Our target must implement at least one function which is the callback we specified in target/elc.c. To follow the norms of the project, this takes the form target_<name>. It takes a single parameter of type Module*. Before we look at that in minor detail let's do a small survey.

The ELVM infrastructure provides a convenient way to interact with the EIR. In the file ir/ir.h lie a bunch of structures. You'll likely want to have this open while you are first starting out. Now I'll briefly list the structures and comment on how you'll be using them:

The above alone should be enough for us to get started. Keep the definitions handy as you'll likely refer back to them regularly while setting up the skeleton of your target.

Backend Case Study

Now we are finally ready to start writing some real code! Only instead of writing anything we'll simply analyze an implementation of the abstract machine in a very expressive language: C! This means we'll compile C to EIR and then from EIR into C. You might notice that the input C file and the last C file look essentially nothing alike. Let's see why by examining how the abstract machine is implemented.

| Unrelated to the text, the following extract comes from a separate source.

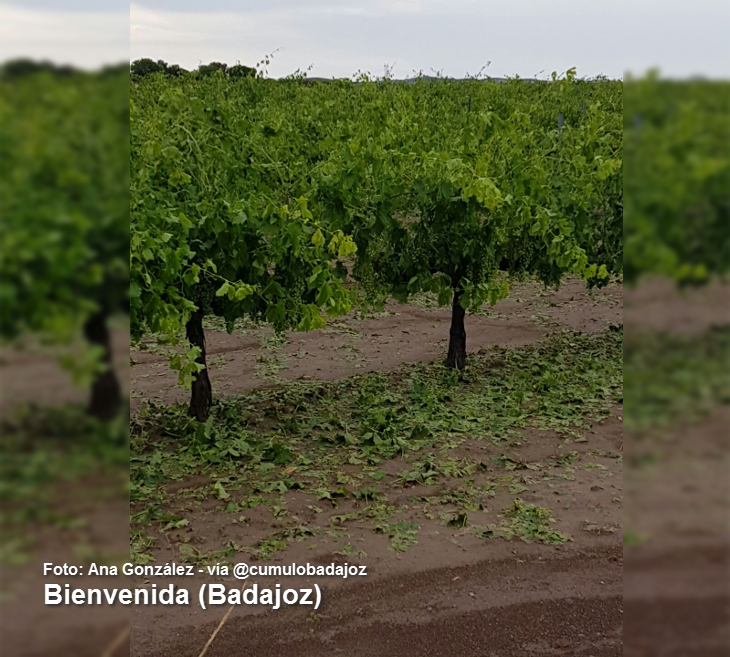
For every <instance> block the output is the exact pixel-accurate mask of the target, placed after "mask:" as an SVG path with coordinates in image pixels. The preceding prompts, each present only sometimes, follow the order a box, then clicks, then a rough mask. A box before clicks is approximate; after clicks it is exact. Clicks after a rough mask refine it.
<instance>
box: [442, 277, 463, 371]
mask: <svg viewBox="0 0 730 657" xmlns="http://www.w3.org/2000/svg"><path fill="white" fill-rule="evenodd" d="M462 295H463V292H462V290H461V288H459V287H455V288H454V299H453V302H452V305H451V328H450V329H449V353H448V355H447V356H446V367H448V368H449V369H457V370H463V369H464V368H465V367H466V328H465V327H464V317H465V315H466V310H464V307H463V306H462V305H461V298H462Z"/></svg>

We'll start at the beginning from target_c in target/c.c. We immediately encounter emit_chunked_main_loop, our first ELVM API. The explanation for this one is involved but not complicated per se. We can note that it takes five parameters: the root of the instructions as a linked-list, and four functions. The functions consist of callbacks for prologue and epilogue pairs, basic-block transitions, and finally the instructions themselves. The last two should be fairly intuitive but what is up with being invoked for a function prologue and epilogue? Well, as far as I understand it, this is a layer of indirection introduced to minimize the size of any given PC-based lookup table. It is a performance optimization. Regardless, check out the implementation to see that it's not so complicated and basically just emits each instruction and some prologue/epilogue pairs every so often.

Jumping back to our entrypoint function, we then stumbled across a loop over the data items. This is a list of words pulled from the .data section in the source EIR file. They implicit begin at memory address 0. This loop is responsible for initializing the memory of the ELVM abstract machine. We can do this anywhere we like so long as it occurs before any instructions are executed as they likely will reference memory.

Continuing down the source and we hit another loop. This one is much more mysterious, however. Immediately before we see a reference to CHUNKED_FUNC_SIZE and inside the loop we are invoking a numbered function. We have a pretty good intuition that this is the "other side" of the layer of indirection that actually sets the whole machine in motion. Examing a bit more closely, there is a fragment pc / CHUNKED_FUNC_SIZE which effectively chunks every program-counter into buckets of size CHUNKED_FUNC_SIZE. This explains the implementation of emit_chunked_main_loop. Now we underestand that each chunked-function handles only CHUNKED_FUNC_SIZE instructions. This loop is how we dispatch the necessary chunked-function.

Now that we've taken care of most of the infrastructure, we can look at how to actually implement any given ELVM instruction. We note the initial invocation of emit_chunked_main_loop passed a callback that the caller refers to as emit_inst. It's the last argument to the function and we call it c_emit_inst. Jackpot! Here we've got a nice switch over all of the instructions. Since C is so very expressive, each instruction is no more than a single line. Add any per instruction instrumentation you like here. To make debugging nicer you can even embed breakpoints to see exactly when each instruction in the abstract machine gets executed.

And that's it. Not so bad. Hopefully this proved useful for someone. Good luck implementing your compiler.